The Dalai Lama’s Messages

I am still processing my being in the presence of the Dalai Lama. It was quite an event, and one that I feel so Blessed to have been able to attend. I was so glad to share the day with Barb, Barb, and Sue. Three really cool chicks who I enjoy talkng with and spending time with.

I took notes which are incomplete, but at least offer a place to start a conversation. First, my own observation. The Dalai Lama has a great sense of humor! He often laughed (including at himself) and told jokes. You could tell that he has true happiness in his heart.

The Dalai Lama began his conversation regarding the past century. He said that there were good things from the 1900s, and there were bad things. One thing that has increased is the number of killings, which of course is seen as a bad thing. He also mentioned the nuclear battle that our world is presently experiencing, though he mentioned that the good thing coming from this is that we are looking for ways to decrease nuclear armament around that world.

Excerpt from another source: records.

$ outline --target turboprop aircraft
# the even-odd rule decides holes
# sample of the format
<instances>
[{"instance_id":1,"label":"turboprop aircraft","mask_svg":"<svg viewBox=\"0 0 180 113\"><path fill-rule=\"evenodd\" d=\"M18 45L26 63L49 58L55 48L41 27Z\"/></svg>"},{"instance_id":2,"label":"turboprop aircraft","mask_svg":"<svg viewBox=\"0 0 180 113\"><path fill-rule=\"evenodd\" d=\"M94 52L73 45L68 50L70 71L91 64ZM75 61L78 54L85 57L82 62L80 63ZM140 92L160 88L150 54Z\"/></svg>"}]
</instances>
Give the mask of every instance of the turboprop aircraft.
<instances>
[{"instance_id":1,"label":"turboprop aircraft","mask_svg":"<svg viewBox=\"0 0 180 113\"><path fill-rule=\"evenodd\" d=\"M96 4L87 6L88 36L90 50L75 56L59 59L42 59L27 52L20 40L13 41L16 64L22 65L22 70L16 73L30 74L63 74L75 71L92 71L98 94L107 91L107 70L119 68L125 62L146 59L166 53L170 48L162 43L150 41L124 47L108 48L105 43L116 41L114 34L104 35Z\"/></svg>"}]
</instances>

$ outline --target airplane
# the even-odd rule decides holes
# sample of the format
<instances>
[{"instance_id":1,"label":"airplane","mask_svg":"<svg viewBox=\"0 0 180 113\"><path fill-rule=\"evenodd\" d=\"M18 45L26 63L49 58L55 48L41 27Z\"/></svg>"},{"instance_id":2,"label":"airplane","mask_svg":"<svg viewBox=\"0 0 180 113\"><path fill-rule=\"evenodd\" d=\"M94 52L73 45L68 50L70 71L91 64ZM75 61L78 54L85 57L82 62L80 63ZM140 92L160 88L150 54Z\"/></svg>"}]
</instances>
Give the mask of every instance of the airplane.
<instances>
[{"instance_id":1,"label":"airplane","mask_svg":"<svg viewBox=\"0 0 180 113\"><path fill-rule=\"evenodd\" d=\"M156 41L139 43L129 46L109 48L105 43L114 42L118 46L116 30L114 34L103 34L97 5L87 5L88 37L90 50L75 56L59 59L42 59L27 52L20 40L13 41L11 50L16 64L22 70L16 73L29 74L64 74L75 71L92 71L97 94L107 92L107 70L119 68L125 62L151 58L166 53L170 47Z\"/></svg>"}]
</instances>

But the biggest change during the 20th Century has been the fear and anxiety, which is at an all time high. He says the human brain brought this on. He asks, what’s wrong? How do we fix this? He talks about fear and anger being a motivator for some, and this motivation leads to immoral behavior. For others, happiness and honesty leads to trust, and trust leads to friendship and cooperation. If being cooperative and making friends is one’s motivation, that leads to moral behavior. So we must really look at people’s motivation. If their motivation is based on fear or anger, or on inspiring fear or anger, then they are acting immorally. If their motivation is based on friendship and happiness for themselves and others, then they are acting morally.

We should avoid anything physical, mental, emotional, etc. which brings us fear, because these things are immoral.

He discussed the maximum affection most children receive at a young age. Those who have been loved and felt loved and felt deep affection from their mothers are much less likely to live in fear. Mothers should shower their kids with affection so they are happy in life. He told the story of his own childhood. Growing up as the youngest in his family, he was quite spoiled. Yound children in his country often ride on their mother’s shoulders. He told about grabbing his mother’s ears to try to get her to tuen one way and then the other. If she didn’t turn the direction he wanted to go in, he’d yank on her ears to try and get her to change her direction. He talked about feeling so loved by her, even as he pulled these pranks.

He shared a study about the connection of using the words: I, me, and mine, with a greater risk of heart attack.

The Dalai Lama said that small-minded (selfish) people see small issues as a BIG deal, while open-minded (global or with a sense of community) people see the big issues as small.

He then went on to say “warmheartedness is the key to good health.” If we have a heavy mind, we have a heavy body, and a heavy body leads to illness. He reminds us that if there is a person who irritates us, we must think of that person’s image as we think of God. Bring love to our thoughts around that person. Keep our hearts light.

The discussion turned to attachment and non-attachment. Attachment to family occurs at the biological level and is full of loving compassion and friendship. Enemy energy, while full of passion, is an attachment that is bad for you.

He discussed religions, all religions. He cautions us to be wary of the person who says their religion is the One Truth. But he says, if you think about a community, this is not true. One Truth would exclude so many others. And that would lead to exclusion of those people in a community. He said we must demonstrate religious compassion. If we have non-attachment to our religion, we are unbiased. If we develop attachment to our religion, we are biased. We act in anger from our compassion for our religion. (Remember, acting from anger is immoral.) We should develop a strong sence of self, which we need to be courageous.

He  was asked his opinion on the Human rights violations in China. He said that China cannot control the mind. The people must keep Spirit in their hearts.

Someone asked about the internet and if it was a good thing. He said it is good because we can use it to investigate the truth in what we hear. He encourages people to investigate the truth!As for poltiical parties, he reminds us that the world belongs to 6 billion human beings and not governments. He then joked that, if he lived in a country with poltical parties, he would probably vote with the Green Party. 🙂

He was asked by a nine year old child if he thought the world was getting better or worse. BETTER! He says that in 1996 he asked the same question of the Queen Mum, who was 96 and had lived her life in teh 20th Century. she also said better, and she used the example of human rights and how they have evolved since the turn of the century. His own example was of equal rights, and the evolution of that idea in the past century. He commented on how in teh early 20th century, we valued people, especially women, by their looks, and now we know that internal beauty is much more important than external beauty. Other signs of an evolving Universe is how many religious leaders are now meeting and discussing intelligently their various religions and the commonalities among them. He sited the recent meeting of Pope John Paul II with other world religious leaders as an evolvement.

We must open our minds and live to live in a world of compassion.